Distributed Systems Primitives • Consensus Algorithms (Raft, Paxos)Medium⏱️ ~3 min
Raft vs Multi Paxos: Architecture and Implementation Differences
Both Raft and Multi Paxos implement multi decree consensus to maintain a replicated, ordered log across unreliable nodes, but they differ significantly in structure and operational clarity. Multi Paxos emerges as an optimization of basic Paxos where a single stable leader handles many proposals after an initial election round, reducing steady state writes to one quorum round trip instead of two. However, Multi Paxos is underspecified in the original literature, requiring implementers to make many decisions about log management, leader election, and membership changes, leading to diverse implementations that are hard to compare.
Raft explicitly decomposes the problem into three first class concerns: leader election using randomized timeouts, log replication where the leader manages entries indexed by term and log position, and membership changes via joint consensus. The leader maintains authority by sending periodic heartbeats, typically at one tenth of the election timeout interval. Followers that do not receive heartbeats within the election timeout (commonly 150 to 300 milliseconds in wide area networks or 50 to 150 milliseconds in local area networks) start a new election by incrementing the term and requesting votes. This explicit structure makes Raft significantly easier to understand and implement correctly, which is why it has been widely adopted in systems like etcd, Consul, and CockroachDB.

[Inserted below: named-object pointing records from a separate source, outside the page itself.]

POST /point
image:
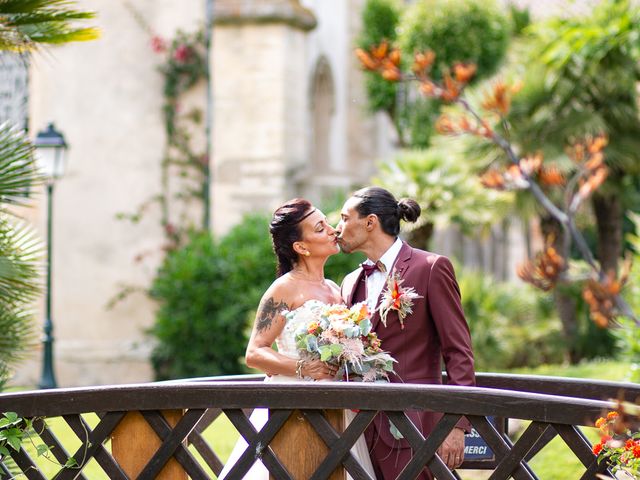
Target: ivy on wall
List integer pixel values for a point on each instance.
(184, 159)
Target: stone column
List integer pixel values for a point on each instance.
(259, 105)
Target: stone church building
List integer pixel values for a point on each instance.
(288, 117)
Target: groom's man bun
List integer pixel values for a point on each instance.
(409, 209)
(384, 205)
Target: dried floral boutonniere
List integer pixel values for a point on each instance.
(397, 298)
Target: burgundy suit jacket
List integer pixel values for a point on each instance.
(435, 331)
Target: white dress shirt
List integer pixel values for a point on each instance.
(377, 280)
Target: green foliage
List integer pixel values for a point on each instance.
(20, 250)
(512, 325)
(580, 80)
(27, 23)
(442, 182)
(208, 292)
(380, 20)
(628, 332)
(457, 31)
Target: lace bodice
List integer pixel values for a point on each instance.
(286, 341)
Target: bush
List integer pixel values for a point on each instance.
(457, 31)
(208, 293)
(512, 325)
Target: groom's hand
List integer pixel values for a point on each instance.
(452, 449)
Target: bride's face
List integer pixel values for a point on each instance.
(318, 236)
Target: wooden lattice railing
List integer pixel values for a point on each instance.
(553, 406)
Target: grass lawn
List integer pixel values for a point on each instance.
(554, 462)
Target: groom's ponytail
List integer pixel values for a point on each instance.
(389, 211)
(409, 210)
(285, 231)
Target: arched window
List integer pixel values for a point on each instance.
(322, 109)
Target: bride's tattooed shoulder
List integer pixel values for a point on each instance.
(268, 311)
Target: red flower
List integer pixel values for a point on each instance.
(182, 53)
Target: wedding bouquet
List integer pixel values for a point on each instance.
(618, 446)
(342, 336)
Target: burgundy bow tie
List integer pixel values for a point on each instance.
(369, 268)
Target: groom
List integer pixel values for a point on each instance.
(435, 331)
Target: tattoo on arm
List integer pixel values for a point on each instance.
(267, 312)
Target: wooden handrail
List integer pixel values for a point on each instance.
(554, 405)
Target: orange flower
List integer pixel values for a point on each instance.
(551, 176)
(366, 60)
(427, 88)
(464, 72)
(544, 271)
(394, 57)
(531, 164)
(391, 74)
(600, 296)
(499, 101)
(380, 51)
(493, 179)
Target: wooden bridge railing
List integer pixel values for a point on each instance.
(563, 407)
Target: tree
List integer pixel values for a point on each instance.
(524, 171)
(457, 31)
(444, 185)
(26, 24)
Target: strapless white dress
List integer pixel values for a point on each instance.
(287, 346)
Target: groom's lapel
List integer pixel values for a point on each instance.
(399, 266)
(352, 288)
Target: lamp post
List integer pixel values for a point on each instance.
(51, 156)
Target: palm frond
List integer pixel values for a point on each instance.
(27, 23)
(18, 172)
(20, 262)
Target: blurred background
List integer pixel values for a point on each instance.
(188, 122)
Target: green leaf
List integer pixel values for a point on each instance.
(14, 438)
(42, 449)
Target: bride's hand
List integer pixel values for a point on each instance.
(319, 370)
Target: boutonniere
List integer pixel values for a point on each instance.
(398, 298)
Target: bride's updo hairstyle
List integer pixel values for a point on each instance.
(285, 231)
(389, 211)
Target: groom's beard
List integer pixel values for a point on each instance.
(344, 248)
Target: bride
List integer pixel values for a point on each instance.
(302, 241)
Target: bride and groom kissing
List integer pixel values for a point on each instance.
(433, 331)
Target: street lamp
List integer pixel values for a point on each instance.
(51, 157)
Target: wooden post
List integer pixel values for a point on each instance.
(134, 442)
(300, 449)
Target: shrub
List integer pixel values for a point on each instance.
(457, 31)
(512, 325)
(208, 293)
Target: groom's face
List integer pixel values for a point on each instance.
(352, 232)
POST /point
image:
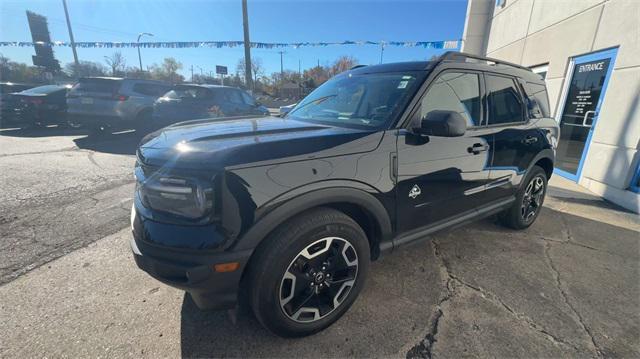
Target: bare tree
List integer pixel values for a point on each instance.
(342, 64)
(116, 61)
(257, 69)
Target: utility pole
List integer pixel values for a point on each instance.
(281, 64)
(247, 46)
(138, 43)
(73, 43)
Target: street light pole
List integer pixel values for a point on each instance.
(138, 42)
(247, 46)
(73, 43)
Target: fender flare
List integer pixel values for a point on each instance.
(287, 210)
(546, 153)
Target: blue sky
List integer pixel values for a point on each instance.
(208, 20)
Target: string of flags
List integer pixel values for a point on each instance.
(453, 44)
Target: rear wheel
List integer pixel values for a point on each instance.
(528, 202)
(308, 273)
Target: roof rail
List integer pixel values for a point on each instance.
(454, 56)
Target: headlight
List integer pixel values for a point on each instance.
(184, 197)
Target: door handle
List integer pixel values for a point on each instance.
(586, 117)
(529, 140)
(476, 148)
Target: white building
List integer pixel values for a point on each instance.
(589, 53)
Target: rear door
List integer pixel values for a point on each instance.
(516, 140)
(443, 177)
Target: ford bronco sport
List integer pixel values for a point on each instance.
(287, 213)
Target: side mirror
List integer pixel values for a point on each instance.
(534, 108)
(442, 124)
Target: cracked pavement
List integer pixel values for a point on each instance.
(566, 287)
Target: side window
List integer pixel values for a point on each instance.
(150, 89)
(454, 91)
(539, 93)
(505, 105)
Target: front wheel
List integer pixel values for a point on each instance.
(308, 273)
(529, 200)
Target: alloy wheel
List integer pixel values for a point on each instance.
(318, 280)
(532, 199)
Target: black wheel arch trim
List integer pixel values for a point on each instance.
(548, 154)
(323, 196)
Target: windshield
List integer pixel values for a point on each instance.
(43, 90)
(369, 101)
(97, 85)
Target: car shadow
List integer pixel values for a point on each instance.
(44, 131)
(120, 143)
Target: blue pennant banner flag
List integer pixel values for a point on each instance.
(453, 44)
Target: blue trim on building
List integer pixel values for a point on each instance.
(635, 181)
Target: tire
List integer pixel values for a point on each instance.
(529, 200)
(308, 272)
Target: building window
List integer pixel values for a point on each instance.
(541, 70)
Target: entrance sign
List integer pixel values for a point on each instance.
(579, 113)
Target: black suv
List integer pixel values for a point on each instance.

Both algorithms enforce that only logs consistent with the current leader's term can be committed, and both require durable logging with fsync before acknowledging writes to ensure safety across power failures. The write path in steady state is nearly identical: leader appends entry locally, performs fsync, sends append messages to followers, and commits when a majority have persisted the entry. With proper pipelining and batching, both can achieve similar throughput, typically in the low thousands of queries per second sustained for systems like etcd to avoid exhausting compaction and election headroom.
💡 Key Takeaways
•Multi Paxos reduces steady state writes to one quorum round trip after initial leader election, but its underspecification leads to implementation divergence and operational complexity
•Raft explicitly structures leader election with randomized timeouts, log replication with term and index pairs, and membership changes as joint consensus, making it significantly more implementable
•Leaders send heartbeats at approximately one tenth of the election timeout to maintain authority; typical timeouts are 150 to 300 milliseconds for wide area networks and 50 to 150 milliseconds for local area networks
•Both algorithms require durable fsync operations before acknowledging writes, with fsync latency on the leader (0.2 to 2 milliseconds on NVMe) being a major component of overall commit latency
•Practical sustained throughput for production systems like etcd is kept in the low thousands of queries per second to preserve headroom for background compaction, snapshot generation, and election stability
•Google Spanner runs thousands of Paxos groups with leaders placed near write traffic, demonstrating horizontal scaling by sharding across many independent consensus groups rather than trying to scale a single group
📌 Examples
Google Spanner uses Paxos per shard called Paxos groups, typically with 5 replicas across 3 or more regions. Regional configurations can commit in 5 to 15 milliseconds for intra region round trip times plus fsync, while multi region commits take 50 to 200 milliseconds depending on distance, such as 70 to 100 milliseconds US coast to coast.
CockroachDB implements Raft per range with 3 or 5 replicas, achieving 2 to 10 milliseconds intra region quorum writes and 50 to 200 milliseconds cross region. Throughput scales with the number of ranges and leaders, but individual hot ranges remain constrained by single leader bottlenecks.
HashiCorp Consul and Vault use Raft with 3 to 5 nodes for their control plane, committing linearizable writes in tens of milliseconds within a region for configuration, secrets, and service discovery metadata.